Translation Memories (TM) führen zu mehr Produktivität und sorgen durchgängig für einheitliche Qualität
Jede Übersetzung wird in Segmente unterteilt. Diese werden in einer Datenbank gemeinsam mit ihrem fremdsprachlichen Äquivalent gespeichert. Wird ein neuer Text übersetzt, teilt das Tool diesen in Segmente auf, prüft, ob ähnliche Segmente schon in vorhandenen TMs existieren und schlägt dem Übersetzer die entsprechende bisherige Übersetzung vor. Dadurch wird der Übersetzer produktiver und erzielt eine einheitlichere Qualität.

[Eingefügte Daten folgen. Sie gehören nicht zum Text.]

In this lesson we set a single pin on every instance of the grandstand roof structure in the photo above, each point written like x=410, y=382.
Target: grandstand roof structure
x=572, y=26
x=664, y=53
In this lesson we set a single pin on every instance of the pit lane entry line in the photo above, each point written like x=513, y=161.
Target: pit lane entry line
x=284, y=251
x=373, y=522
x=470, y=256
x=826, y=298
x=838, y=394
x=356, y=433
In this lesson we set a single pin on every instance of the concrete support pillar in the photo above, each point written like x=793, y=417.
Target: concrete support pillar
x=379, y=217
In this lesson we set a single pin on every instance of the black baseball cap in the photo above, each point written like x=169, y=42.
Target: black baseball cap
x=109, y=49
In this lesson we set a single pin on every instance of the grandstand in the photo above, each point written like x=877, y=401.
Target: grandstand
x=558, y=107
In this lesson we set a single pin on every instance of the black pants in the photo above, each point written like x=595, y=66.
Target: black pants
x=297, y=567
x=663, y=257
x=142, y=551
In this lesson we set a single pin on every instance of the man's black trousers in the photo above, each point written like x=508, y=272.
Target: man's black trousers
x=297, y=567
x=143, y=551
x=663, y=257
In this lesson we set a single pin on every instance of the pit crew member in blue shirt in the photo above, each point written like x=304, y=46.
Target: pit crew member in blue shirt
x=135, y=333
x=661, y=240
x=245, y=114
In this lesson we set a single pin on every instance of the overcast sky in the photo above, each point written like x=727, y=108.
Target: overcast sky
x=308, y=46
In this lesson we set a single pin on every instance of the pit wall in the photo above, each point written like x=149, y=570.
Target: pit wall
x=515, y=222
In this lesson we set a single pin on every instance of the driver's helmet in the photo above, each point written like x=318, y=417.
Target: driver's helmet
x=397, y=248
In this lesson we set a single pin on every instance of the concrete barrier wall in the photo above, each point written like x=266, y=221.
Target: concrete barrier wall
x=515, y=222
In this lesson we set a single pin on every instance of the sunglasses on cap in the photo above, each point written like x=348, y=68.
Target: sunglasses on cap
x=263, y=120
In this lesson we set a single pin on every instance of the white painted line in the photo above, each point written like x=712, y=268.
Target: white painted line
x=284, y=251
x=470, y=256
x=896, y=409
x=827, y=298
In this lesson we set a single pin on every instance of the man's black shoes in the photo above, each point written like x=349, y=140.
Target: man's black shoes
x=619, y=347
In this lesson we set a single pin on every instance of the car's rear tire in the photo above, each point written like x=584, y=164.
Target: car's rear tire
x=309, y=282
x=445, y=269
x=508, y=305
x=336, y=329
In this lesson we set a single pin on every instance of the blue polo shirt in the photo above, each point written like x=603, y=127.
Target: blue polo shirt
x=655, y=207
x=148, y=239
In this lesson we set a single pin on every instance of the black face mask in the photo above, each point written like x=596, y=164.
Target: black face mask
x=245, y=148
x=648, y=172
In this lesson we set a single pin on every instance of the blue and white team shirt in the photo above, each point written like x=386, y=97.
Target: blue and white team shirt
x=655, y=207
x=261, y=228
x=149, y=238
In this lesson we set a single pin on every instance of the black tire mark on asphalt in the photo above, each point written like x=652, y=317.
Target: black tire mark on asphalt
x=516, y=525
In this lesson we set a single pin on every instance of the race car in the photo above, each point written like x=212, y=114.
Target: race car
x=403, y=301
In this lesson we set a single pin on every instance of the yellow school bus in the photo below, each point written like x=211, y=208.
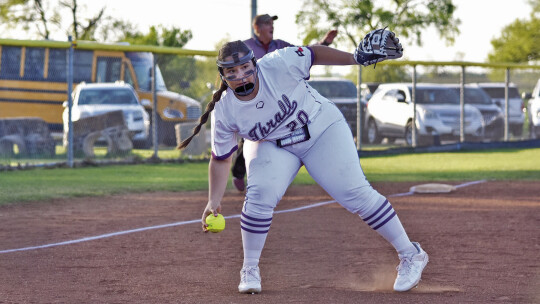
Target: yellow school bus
x=33, y=82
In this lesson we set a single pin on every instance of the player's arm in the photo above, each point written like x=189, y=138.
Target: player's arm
x=218, y=175
x=324, y=55
x=377, y=46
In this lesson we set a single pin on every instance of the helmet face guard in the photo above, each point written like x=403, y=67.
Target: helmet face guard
x=247, y=87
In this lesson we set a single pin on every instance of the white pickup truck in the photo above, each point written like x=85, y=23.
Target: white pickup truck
x=533, y=110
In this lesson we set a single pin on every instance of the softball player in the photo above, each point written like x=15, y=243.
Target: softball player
x=287, y=124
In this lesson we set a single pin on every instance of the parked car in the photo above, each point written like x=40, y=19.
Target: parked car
x=98, y=98
x=343, y=93
x=516, y=116
x=390, y=114
x=533, y=110
x=492, y=115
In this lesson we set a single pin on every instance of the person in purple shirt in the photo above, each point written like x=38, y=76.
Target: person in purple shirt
x=262, y=44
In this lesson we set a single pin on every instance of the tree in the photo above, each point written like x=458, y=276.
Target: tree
x=40, y=18
x=519, y=41
x=355, y=18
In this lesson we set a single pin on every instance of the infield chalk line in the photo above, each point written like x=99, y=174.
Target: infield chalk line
x=108, y=235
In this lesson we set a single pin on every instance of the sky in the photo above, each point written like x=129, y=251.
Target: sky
x=212, y=20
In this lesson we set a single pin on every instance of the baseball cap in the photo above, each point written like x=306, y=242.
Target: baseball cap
x=263, y=19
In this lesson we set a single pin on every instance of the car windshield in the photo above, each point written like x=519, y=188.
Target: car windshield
x=436, y=96
x=499, y=92
x=334, y=89
x=107, y=96
x=475, y=96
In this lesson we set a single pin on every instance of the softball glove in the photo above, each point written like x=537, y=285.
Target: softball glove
x=377, y=46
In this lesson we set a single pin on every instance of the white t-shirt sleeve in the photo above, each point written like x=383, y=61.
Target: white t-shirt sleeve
x=223, y=138
x=297, y=59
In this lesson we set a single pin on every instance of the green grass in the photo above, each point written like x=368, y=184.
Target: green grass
x=43, y=184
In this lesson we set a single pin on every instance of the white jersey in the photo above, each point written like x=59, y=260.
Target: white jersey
x=284, y=102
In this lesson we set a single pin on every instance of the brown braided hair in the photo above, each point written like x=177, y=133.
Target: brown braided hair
x=227, y=50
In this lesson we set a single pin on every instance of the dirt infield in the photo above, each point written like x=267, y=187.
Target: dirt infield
x=483, y=241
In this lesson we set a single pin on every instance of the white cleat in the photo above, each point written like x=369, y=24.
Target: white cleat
x=250, y=280
x=410, y=269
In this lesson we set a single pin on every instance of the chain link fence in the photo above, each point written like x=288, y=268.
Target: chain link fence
x=73, y=102
x=67, y=103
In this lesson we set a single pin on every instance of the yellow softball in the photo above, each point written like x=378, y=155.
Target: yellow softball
x=215, y=223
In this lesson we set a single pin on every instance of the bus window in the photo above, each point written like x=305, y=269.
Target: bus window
x=82, y=66
x=127, y=75
x=108, y=69
x=11, y=62
x=34, y=63
x=57, y=65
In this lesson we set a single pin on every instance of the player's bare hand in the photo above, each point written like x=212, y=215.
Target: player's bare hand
x=209, y=210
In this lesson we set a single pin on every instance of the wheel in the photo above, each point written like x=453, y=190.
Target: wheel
x=373, y=135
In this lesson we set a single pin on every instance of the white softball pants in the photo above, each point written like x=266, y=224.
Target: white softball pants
x=330, y=157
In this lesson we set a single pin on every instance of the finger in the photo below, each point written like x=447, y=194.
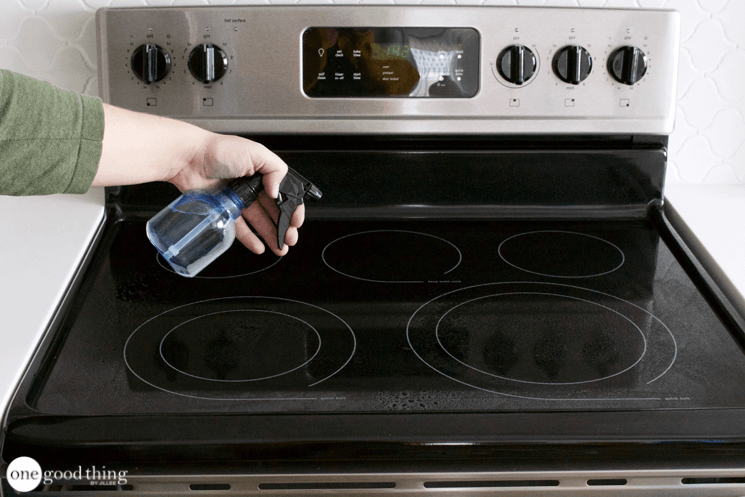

Beste Ergebnisse liefern die TMs bei der Übersetzung technischer Dokumentation und in der Softwarelokalisierung, wo die häufigsten Wiederholungen anzutreffen sind. Unter Umständen liegt bei technischen Handbüchern in der zweiten oder dritten Produktversion bereits eine 80%ige Wiederholungsrate vor.
Die TMs müssen jedoch, um wirklich effizient zu sein, von Beginn an entsprechend konzipiert werden. Einerseits wäre es denkbar, für jeden Kunden ein einziges TM anzulegen und dabei den größtmöglichen Teils des Inhalts wiederzuverwenden. Eventuell wurden jedoch bisherige Segmente in einem anderen Kontext übersetzt und führen so im vorliegenden Text zu einer falschen Übersetzung. Andererseits können die Verwaltungskosten mehrerer TMs für unterschiedliche Texttypen zur optimalen Wiederverwendung äußerst kostspielig sein.
WhP berät seine Kunden daher, wie Translation Memories und ihr Einsatz optimal organisiert werden können, wobei sowohl internen Übersetzungsprozessen als auch dem eigenen Dokumentationsprozess des Kunden Rechnung getragen wird. Darüber hinaus gewährt WhP dem Kunden volle und exklusive Schutzrechte für die Übersetzung.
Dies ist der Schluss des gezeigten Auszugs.